Typically foreign military sales are defined as a U.S. government to foreign government sale of defense articles, services and training. But for 1206 sales cases, the purchase is funded through Department of Defense appropriated funds. According to the National Defense Authorization Act, Section 1206, its purpose is to equip, supply and train foreign military who support U.S. military in joint operations.

"These countries are fighting alongside U.S. service men and women, so it is imperative that we provide them with the proper equipment to ensure they are successful in their mission," Brian Steinberg, a country program manager for the Army Security Assistance Command headquarters' EUCOM Directorate, said.

The United States acts as the buyer of materiel and transfers ownership of those items to the coalition partner. Cindy Decker, a country case manager at USASAC's New Cumberland, Pa. office, works on the 1206 Coalition Program for Georgia, Bulgaria and the Baltic states, which falls under USASAC's EUCOM Directorate. She is responsible for ensuring the receiving governments are prepared to take responsibility of the FMS items being supplied to them.

"Once the COCOM (Combatant Commands) and country decide what is needed, the items and the potential dollars are defined on a Congressional Notification," Decker said. "This document is sent through the channels from DSCA (Defense Security Cooperation Agency), to State (Department) and to Congress. Once approved, the cases are written."

One challenge of 1206 sales is the imposed time frame to obligate appropriated funds on a contract before the end of a fiscal year. According to Steinberg, there are five years available to complete delivery, services and billing for each individual case. Decker said the goal is to provide materiel and services to the coalition partners within six to 12 months once the money is obligated, but can vary based on various factors such as the time frame in which the U.S. budget is approved or correct items are determined.

It takes time to establish the correct items available for shipment to these countries, according to Decker. Coalition partners request materiel that is being used by U.S. Soldiers. Because of the restrictions on what U.S. items can and cannot be used by foreign militaries, comparable items have to be found to provide to the coalition partners.

USASAC's motto, "Strength in Cooperation," is exemplified through the 1206 program because the U.S. provides defense articles or training to partner governments in order to aid in counter-terrorism activities and support the U.S. military. Latvia, Lithuania, Estonia, Bulgaria and Georgia are examples of countries who will receive items such as GPS, radio equipment, body armor and helmets which will be used in Afghanistan.

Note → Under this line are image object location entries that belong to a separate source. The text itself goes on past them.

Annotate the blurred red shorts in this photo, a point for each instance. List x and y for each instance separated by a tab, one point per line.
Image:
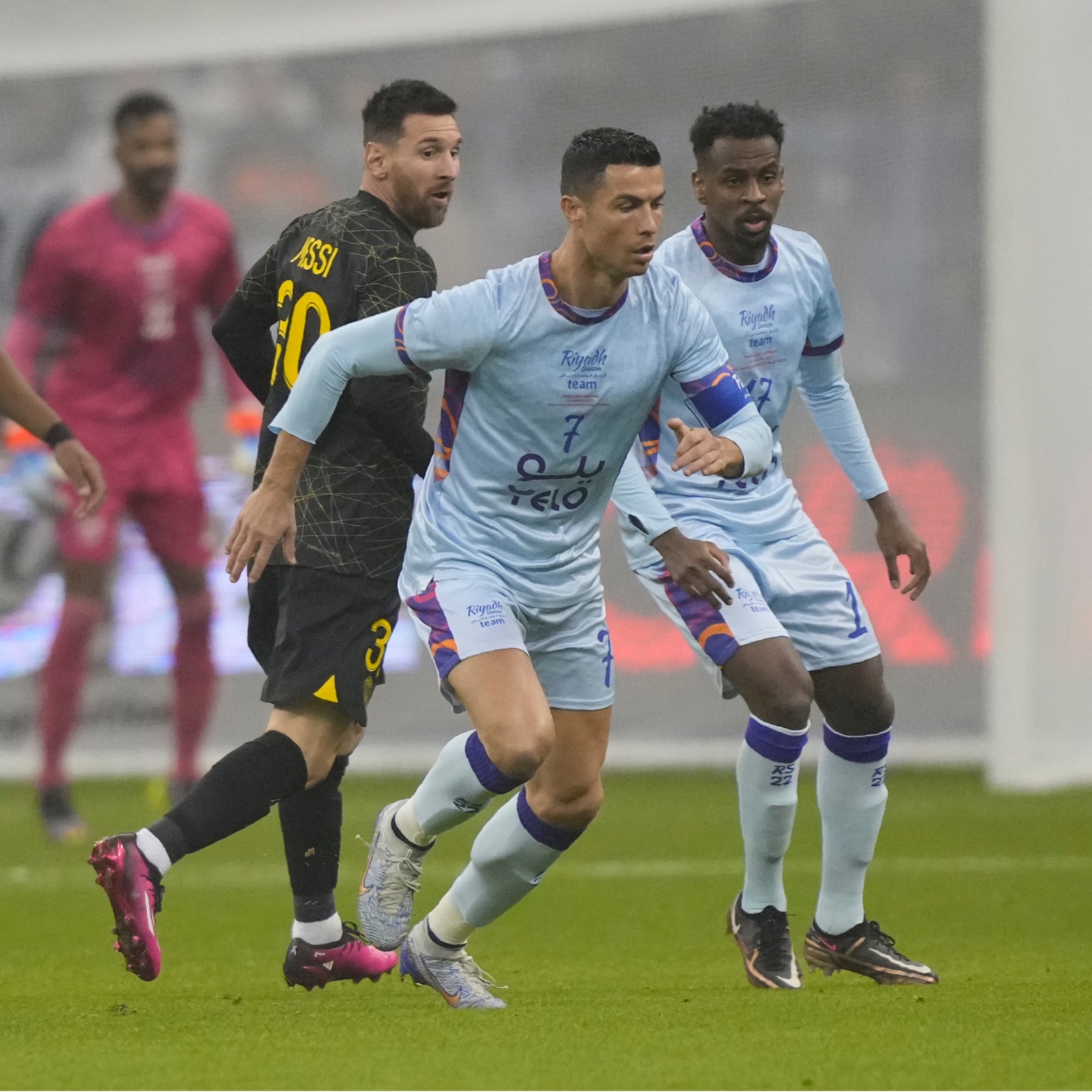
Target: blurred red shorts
151	470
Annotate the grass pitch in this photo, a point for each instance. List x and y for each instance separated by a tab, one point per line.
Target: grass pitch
618	968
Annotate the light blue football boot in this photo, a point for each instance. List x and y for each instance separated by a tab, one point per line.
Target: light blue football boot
391	879
456	977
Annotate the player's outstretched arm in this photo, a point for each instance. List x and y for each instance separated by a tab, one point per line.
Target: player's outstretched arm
366	347
700	568
895	538
827	394
20	402
268	519
741	447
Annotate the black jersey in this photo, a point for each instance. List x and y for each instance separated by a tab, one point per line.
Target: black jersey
344	262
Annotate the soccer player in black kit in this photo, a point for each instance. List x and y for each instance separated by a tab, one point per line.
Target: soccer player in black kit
322	613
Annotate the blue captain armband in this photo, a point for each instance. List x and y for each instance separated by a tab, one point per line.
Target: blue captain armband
717	398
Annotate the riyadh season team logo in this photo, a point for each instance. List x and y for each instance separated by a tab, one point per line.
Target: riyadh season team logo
487	614
762	319
584	371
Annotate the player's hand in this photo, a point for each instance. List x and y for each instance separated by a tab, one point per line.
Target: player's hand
81	468
895	538
700	450
267	519
702	569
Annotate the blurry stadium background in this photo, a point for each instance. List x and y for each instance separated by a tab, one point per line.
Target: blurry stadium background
886	167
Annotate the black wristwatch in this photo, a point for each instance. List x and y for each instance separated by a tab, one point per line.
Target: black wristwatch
58	434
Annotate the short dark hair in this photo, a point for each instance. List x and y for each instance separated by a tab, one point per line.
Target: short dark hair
139	106
591	152
738	120
386	112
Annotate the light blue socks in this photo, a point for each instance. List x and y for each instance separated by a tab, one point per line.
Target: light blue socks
462	781
852	797
508	860
767	773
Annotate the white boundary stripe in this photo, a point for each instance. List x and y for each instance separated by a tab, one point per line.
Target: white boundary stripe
22	764
59	36
232	877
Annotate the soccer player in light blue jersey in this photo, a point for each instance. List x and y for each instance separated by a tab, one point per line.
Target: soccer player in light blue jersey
553	364
795	629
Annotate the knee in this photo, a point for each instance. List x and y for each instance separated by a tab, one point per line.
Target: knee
786	702
518	749
573	806
867	713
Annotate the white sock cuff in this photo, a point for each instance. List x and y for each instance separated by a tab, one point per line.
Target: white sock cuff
153	850
447	923
788	732
863	749
328	932
405	818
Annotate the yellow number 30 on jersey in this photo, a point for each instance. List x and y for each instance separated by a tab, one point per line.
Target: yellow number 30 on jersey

"It is important to help these countries because they are playing a vital role in Stability Operations in theater," Steinberg said.

"People don't understand why we give our money to a foreign government," Decker said. "The equipment and training received by the countries helps both us and them. It helps the U.S. because it creates a partner nation and ally in our war on terrorism."

Supporting the smaller countries also helps them to develop as a nation.

"It helps the partner nation because these are usually small, emerging countries that do not have a robust budget for military equipment," Decker said. "It provides a means for them to receive military training from the best military in the world."